Oregon is also unique in that we are so specifically identified with one vinifera: Pinot Noir. In the “New World” wine community, this is rather unique. While those in-the-know love our Rieslings and our Chardonnays, I think that we are viewed as being specifically related to Pinot Noir, as compared to Napa Valley, Walla Walla, etc.
What do your customers generally know about Oregon wines?
I’m generally speaking with business customers who are having business dinners, or having casual get-togethers with business acquaintances. Many customers are aware of our reputation for quality wines, especially Pinot Noir, but many are not. This can be problematic, primarily because while many customers like the “idea” of Pinot Noir, they might not be aware of the basic vinifera differences between grapes in winemaking, in turn wanting their Pinot Noir to have the weight and sweetness of a Zinfandel, for example. They might have recently read a national published article on, say, Chardonnay in the Willamette Valley, but do not know that oak is generally used more sparingly in Oregon. My customers don’t know that we make less than 1 percent of wine production in the USA. There is, however, a willingness to try the local brands, for which I am grateful!
Name the last bottles that super-impressed your palate.
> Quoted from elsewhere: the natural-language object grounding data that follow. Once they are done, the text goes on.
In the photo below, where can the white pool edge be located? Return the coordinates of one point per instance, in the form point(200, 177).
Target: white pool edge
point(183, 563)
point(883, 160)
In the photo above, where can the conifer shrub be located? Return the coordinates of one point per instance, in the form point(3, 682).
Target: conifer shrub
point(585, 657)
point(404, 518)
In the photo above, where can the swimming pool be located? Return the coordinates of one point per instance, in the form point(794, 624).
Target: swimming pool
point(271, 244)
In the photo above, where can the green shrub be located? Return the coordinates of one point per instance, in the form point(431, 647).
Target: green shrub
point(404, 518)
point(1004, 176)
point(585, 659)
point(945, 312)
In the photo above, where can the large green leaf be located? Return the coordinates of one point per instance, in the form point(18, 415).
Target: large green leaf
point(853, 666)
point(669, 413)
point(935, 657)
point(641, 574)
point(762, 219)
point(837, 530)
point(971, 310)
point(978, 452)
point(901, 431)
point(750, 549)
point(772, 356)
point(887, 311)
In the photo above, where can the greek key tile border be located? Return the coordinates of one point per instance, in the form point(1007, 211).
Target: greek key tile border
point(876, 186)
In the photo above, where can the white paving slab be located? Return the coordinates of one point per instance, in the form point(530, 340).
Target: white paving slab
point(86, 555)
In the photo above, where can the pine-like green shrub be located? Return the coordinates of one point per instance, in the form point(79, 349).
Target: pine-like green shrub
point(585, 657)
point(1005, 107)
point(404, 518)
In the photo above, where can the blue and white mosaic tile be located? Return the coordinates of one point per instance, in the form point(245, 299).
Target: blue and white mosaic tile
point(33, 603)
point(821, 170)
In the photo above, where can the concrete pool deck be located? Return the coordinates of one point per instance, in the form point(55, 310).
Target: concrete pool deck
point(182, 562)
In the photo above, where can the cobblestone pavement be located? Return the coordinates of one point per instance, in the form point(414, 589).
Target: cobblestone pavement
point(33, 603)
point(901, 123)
Brick House 2011 “Cascadia” Chardonnay was a multilayered, complex white wine with a creamy texture, beautiful integration of oak, exciting acidity and a long, rich finish.
Ponzi 2007 Riesling was a find, a “close-out” on a wholesalers’ list. Intense fossil-fuel nose, reminiscent of Alsatian Riesling, laser-tuned acidity, lychee nut, cashew and rose petal bouquet. A stunning Riesling from a cool vintage.
Colene Clemens 2012 “Adriane” Pinot Noir. A Pinot from a great vintage, this dense, balanced wine has aromas of sandalwood, black cherry, cola and great balance of oak, acid and fruit. Impressive winery!
What is your most memorable food and Oregon wine pairing that you have ever tasted?
Magret and confit of duck with a cranberry-ginger compote served with magnum of 1993 Beaux Frères Pinot Noir.